Here is a real picture of a man who considers himself a real sinner, who’s identity is found in Jesus, and who has relied upon Him for decades.
Just finished reading a fascinating book, Young, Restless, Reformed: A Journalist’s Journey with the New Calvinists by Collin Hansen (Crossway Books, 2008). Hansen is editor-at-large for Christianity Today magazine, and a phenomenal writer and story teller, in my humble opinion.
His new book is an expansion and more detailed research project of his September 2006 article in Christianity Today magazine . During that time and afterward he traveled all around the country (for nearly two years) chronicling the diverse movement, from the Passion conferences to Southern Seminary, to Bethlehem Baptist Church in Minneapolis (home of John Piper, pastor for preaching and vision), to Sovereign Grace Churches, to visit with dozens of churches and pastors and professors across the country, to Yale and Princeton (Jonathan Edward’s roots) and all the way to Seattle (home of Mars Hill Church and Mark Driscoll, preaching pastor, and the Acts29 church planting network). It is truly amazing how much info, interviews, reflections and candor he Hansen was able to pack into 156 pages.
Having read and followed most of the "key players" among the resurgence in and towards the doctrines of grace for a few years, I was delighted to better understand their interwoven story. I recommend this quick read for those not familiar with the God-centered theology, or with an caricature/skewed view of it as it relates to biblical doctrine. Others have reviewed and responded to the book in other places (see links below).
Hansen’s book reads like a string of captivating articles, and he does more than give facts as he reflects, summarizes and connects the doctrines of grace, people of grace, the centrality of Christ and some of the various issues facing the American church with journalistic creativity. I especially appreciated the tone found throughout of an others-directed, servant-like humility and the need for evangelism, mission (and missions), and serving the local church and community. To be God-centered, Bible-saturated and Gospel-driven means to give our lives away sacrificially.

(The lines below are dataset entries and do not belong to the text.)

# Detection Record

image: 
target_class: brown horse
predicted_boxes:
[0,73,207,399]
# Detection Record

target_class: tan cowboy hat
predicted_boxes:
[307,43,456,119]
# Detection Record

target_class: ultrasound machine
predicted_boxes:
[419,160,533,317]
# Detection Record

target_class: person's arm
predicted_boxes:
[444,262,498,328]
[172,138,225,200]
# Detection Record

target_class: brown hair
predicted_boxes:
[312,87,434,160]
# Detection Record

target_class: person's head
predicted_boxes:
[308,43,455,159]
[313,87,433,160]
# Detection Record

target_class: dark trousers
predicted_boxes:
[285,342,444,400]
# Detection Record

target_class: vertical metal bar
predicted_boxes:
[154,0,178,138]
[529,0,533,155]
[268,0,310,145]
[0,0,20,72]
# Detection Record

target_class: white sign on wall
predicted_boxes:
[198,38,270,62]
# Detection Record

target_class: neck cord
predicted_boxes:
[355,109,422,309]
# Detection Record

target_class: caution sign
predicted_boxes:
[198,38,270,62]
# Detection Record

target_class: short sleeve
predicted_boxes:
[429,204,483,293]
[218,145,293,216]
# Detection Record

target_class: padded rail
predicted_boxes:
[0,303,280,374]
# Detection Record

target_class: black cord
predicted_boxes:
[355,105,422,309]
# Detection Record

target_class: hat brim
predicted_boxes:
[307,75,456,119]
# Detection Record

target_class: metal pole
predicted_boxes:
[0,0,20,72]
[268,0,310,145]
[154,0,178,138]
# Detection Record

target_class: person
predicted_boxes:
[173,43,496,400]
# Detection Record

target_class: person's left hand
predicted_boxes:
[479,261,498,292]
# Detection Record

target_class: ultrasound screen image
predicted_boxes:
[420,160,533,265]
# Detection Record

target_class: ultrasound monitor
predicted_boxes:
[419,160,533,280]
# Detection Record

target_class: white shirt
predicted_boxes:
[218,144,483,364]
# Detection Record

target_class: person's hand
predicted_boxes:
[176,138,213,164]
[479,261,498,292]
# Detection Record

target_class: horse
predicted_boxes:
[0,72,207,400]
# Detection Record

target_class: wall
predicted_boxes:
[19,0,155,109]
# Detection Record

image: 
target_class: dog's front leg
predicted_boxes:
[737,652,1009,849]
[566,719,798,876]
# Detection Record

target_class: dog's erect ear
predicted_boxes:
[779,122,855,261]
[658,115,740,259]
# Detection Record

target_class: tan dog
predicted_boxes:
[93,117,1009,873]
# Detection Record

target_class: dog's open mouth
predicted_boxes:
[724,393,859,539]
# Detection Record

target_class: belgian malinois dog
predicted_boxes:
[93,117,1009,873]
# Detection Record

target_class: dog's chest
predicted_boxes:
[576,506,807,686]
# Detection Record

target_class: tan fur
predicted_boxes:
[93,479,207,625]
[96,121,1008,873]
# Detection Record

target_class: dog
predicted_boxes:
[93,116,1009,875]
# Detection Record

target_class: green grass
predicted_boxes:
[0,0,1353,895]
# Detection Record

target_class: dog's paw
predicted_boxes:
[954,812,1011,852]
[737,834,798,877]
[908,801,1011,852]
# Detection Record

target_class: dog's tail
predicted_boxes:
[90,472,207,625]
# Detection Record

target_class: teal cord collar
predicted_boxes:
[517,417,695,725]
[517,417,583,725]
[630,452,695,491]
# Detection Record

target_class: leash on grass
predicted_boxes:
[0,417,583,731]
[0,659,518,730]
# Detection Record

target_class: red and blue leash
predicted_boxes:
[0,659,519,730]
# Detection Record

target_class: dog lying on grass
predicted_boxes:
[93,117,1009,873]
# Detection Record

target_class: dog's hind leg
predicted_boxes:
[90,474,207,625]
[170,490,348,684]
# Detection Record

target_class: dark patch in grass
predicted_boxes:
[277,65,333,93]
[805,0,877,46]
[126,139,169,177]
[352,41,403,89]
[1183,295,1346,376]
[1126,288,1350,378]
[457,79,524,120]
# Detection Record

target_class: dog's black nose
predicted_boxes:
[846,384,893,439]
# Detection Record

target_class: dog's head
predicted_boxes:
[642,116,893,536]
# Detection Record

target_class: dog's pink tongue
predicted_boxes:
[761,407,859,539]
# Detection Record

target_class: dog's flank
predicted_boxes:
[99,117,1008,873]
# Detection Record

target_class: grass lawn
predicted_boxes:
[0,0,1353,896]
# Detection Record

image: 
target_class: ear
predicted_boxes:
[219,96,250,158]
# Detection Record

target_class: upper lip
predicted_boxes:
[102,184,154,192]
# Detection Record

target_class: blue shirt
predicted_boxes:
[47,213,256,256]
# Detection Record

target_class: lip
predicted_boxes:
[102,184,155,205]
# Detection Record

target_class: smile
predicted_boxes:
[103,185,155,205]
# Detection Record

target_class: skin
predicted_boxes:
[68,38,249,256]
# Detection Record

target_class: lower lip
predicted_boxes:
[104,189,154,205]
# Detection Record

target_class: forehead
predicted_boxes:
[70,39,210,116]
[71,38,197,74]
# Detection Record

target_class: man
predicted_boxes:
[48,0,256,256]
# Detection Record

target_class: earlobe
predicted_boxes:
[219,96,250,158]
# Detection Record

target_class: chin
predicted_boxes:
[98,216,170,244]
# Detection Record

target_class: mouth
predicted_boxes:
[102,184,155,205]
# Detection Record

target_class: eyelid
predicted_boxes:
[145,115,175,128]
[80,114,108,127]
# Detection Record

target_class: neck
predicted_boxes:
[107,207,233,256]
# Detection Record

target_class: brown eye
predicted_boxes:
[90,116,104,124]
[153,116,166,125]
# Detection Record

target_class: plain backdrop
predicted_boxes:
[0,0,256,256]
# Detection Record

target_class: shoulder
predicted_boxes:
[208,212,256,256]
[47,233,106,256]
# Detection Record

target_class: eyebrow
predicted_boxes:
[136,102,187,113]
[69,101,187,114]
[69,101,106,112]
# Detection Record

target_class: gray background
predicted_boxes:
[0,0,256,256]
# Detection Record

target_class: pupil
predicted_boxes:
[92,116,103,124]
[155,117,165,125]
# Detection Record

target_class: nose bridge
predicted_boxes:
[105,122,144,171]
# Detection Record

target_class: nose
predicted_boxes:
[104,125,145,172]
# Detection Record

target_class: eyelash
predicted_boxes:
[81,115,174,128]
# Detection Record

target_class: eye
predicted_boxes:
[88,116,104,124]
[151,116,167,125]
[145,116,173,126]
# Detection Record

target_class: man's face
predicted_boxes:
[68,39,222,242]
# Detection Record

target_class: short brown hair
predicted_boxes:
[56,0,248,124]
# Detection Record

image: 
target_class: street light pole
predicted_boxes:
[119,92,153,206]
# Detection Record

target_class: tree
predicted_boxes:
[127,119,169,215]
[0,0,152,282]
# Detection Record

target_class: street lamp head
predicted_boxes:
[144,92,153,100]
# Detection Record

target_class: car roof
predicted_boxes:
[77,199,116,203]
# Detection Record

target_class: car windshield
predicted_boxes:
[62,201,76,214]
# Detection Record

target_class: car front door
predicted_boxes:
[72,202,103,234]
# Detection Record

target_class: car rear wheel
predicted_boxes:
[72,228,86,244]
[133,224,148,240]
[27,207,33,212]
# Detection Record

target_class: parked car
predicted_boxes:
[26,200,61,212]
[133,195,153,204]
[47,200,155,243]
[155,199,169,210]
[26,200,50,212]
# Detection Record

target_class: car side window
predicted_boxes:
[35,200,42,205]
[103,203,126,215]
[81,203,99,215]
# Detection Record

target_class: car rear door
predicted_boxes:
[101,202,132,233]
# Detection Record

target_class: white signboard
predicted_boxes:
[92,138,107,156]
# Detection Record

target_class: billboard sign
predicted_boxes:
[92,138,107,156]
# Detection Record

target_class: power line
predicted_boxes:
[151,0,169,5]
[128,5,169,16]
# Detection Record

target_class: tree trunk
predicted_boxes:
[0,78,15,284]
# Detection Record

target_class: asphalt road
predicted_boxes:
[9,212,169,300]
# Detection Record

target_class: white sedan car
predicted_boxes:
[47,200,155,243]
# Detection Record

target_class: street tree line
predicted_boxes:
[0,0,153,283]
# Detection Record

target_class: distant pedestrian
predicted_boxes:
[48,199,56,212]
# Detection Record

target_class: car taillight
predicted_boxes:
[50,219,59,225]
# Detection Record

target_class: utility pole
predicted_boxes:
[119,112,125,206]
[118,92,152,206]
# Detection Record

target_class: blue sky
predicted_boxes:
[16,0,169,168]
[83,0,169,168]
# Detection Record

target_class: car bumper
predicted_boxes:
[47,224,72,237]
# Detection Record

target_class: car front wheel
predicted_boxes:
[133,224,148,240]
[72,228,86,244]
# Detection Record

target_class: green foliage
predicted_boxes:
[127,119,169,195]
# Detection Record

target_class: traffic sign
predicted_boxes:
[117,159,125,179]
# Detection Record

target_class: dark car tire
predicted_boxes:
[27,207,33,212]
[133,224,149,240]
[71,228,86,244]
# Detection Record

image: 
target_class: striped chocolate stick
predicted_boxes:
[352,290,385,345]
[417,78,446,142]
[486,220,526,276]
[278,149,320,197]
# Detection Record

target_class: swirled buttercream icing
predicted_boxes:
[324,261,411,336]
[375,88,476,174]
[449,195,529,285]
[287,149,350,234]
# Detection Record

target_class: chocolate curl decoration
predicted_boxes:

Spurgeon is quoted on page 114 noting how the doctrine of election is not aimed at dividing saints, but rather "Israel from Egypt" (as in the OT). He goes on:
“A man may be evidently of God’s chosen family, and yet though elected, may not believe in the doctrine of election. I hold there are many savingly called, who do not believe in effectual calling, and that there are a great many who persevere to the end, who do not believe in the doctrine of final perseverance. We do hope that the hearts of many are a great deal better than their heads. We do not set their fallacies down to any willful opposition to the trust as it is in Jesus, but simply to an error in their judgments, which we pray God to correct. We hope that if they think us mistaken too, they will reciprocate the same Christian courtesy; and when we meet around the cross, we hope that when we meet around the cross, we hope that we shall ever feel that we are one in Christ Jesus.”[1]
Let all remember:
“What do you have that you did not receive? If then you received it, why do you boast as if you did not receive it?” ( 1 Cor. 4:7 )
(Brister and Challies are both mentioned in the book.)
“Our only hope for living the radical demands of the Christian life is that God is totally for us now and forever. Therefore, God has not ordained that living the Christian life should be the basis of our hope that God is for us. That basis is the death and righteousness of Christ, counted as ours through faith alone. On the cross Christ endured for us all the punishment required of us because of our sin. And in order that God, as our Father, might be completely for us and not against us forever, Christ has performed for us, in his perfect obedience to God, all that God required of us as the ground of his being totally for us forever.
This punishment and this obedience are completed and past. They can never change. Our union with Christ and the enjoyment of these benefits is secure forever. Through faith alone, God establishes our union with Christ. This union will never fail, because in Christ God is for us as an omnipotent Father who sustains our faith, and works all things together for our everlasting good. The one and only instrument through which God preserves our union with Christ is faith in Christ—the purely receiving act of the soul.”
- John Piper, The Future of Justification (Wheaton, IL: Crossway Books, 2007), 184.